IMLS National Leadership Grant Winners -NYS
IMLS just announced its winners for the National Leadership Grants. Several winners are from New York State. Queensborough Community College partnering with the Nassau County Museum of Art; Queens Library partnering with the Queens Museum of Art and The Children’s Museum of Manhattan partnering with the Association of Children’s Museums have all received awards. Congratulations!
Project descriptions can be found the the press release:
IMLS Awards National Leadership Grants to 51 Institutions
$17.9 Million Distributed
Washington, DC-The Institute of Museum and Library Services (IMLS), the primary source of federal funds for the nation’s museums and libraries, announces the 51 institutions receiving National Leadership Grants (NLG) totaling $17,894,475. Projects by these institutions will advance the ability of museums and libraries to preserve culture, heritage, and knowledge while enhancing learning.
“Projects funded by IMLS’s National Leadership Grants focus on education, health, computer literacy, and problem solving skills. We believe that museums and libraries play an important role in building a competitive workforce and engaged citizenry. We are equally confident that these institutions will elevate museum and library practice through this work,” said Anne-Imelda Radice, IMLS Director.
NLG recipients will generate new tools, research, models, services, practices, and alliances that will positively impact the awarded institution and the nation. These projects include:
* The Boston TV News Digital Library: 1960-2000, developed by The WGBH Media Library and Archives, will be the first online resource offering a city’s commercial, noncommercial, and community cable TV news heritage to educators and the public. The project, created in collaboration with Northeast Historic Film, Cambridge Community Television, and the Boston Public Library, will establish a new collaborative model for local collecting institutions, create modules for clarifying legal issues relating to TV news collections, and provide curricular context for the study of urban history in classrooms and community institutions.
* The Pathways to Excellence and Achievement in Research and Learning (PEARL) project, created by the University of Hawaii, Manoa campus, will produce a training guide that can be used to create professional development programs to address “expectation gaps” between high school and post-high school pursuits. These programs will focus primarily on the mastery of 21st century skills such as critical thinking, problem solving, interpreting information, and analytic reasoning.

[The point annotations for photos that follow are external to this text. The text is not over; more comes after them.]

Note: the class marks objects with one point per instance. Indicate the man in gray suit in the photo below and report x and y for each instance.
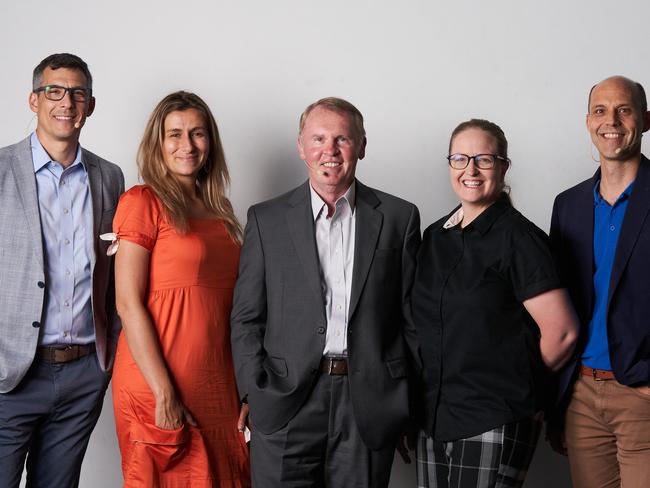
(320, 321)
(57, 312)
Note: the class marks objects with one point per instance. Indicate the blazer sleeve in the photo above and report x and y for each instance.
(249, 312)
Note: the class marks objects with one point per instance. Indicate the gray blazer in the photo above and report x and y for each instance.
(279, 323)
(22, 275)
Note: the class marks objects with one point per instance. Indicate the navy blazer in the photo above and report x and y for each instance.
(628, 301)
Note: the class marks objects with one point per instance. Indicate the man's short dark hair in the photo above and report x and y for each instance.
(643, 101)
(61, 60)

* Inviting Institutions, a program developed by the Queens Museum of Art and the Queens Library and Quality Services for the Autistic Community, will develop and implement a model community-based art therapy program for Spanish- speaking families of children with autism spectrum disorders.
* The Supporting Early Literacy Learning project will partner the Minnesota Children’s Museum, the Dakota County Library System, Hennepin County Library System, Saint Paul Public Library System, and other institutions to develop and test an innovative early literacy program that will explore new directions in the ways that libraries and museums bring their unique expertise together for successful collaborations.
* The Floral Report Card, a program created in collaboration with the State Botanical Garden of Georgia, North Carolina Botanical Garden, Northwestern University, University Corporation for Atmospheric Research, and the University of Washington, will use gardens, citizen science, and technology to teach and engage students with one of the most urgent contemporary issues: climate change.
* The CALTA (Culture and Literacy through Art) project, developed by the Nassau County Museum of Art with the Queensborough Community College, will build on a long-standing partnership to plan an innovative, multi-generational, visual literacy program using visual art as a catalyst for literacy and critical thinking in adult English Language Learners.
* The National Early Childhood Obesity Prevention Program, created by the Children’s Museum of Manhattan in partnership with the Association of Children’s Museums, will adapt the NIH’s “We Can!” curriculum to provide community-wide leadership in the fight against childhood obesity for children under 8 and their parents.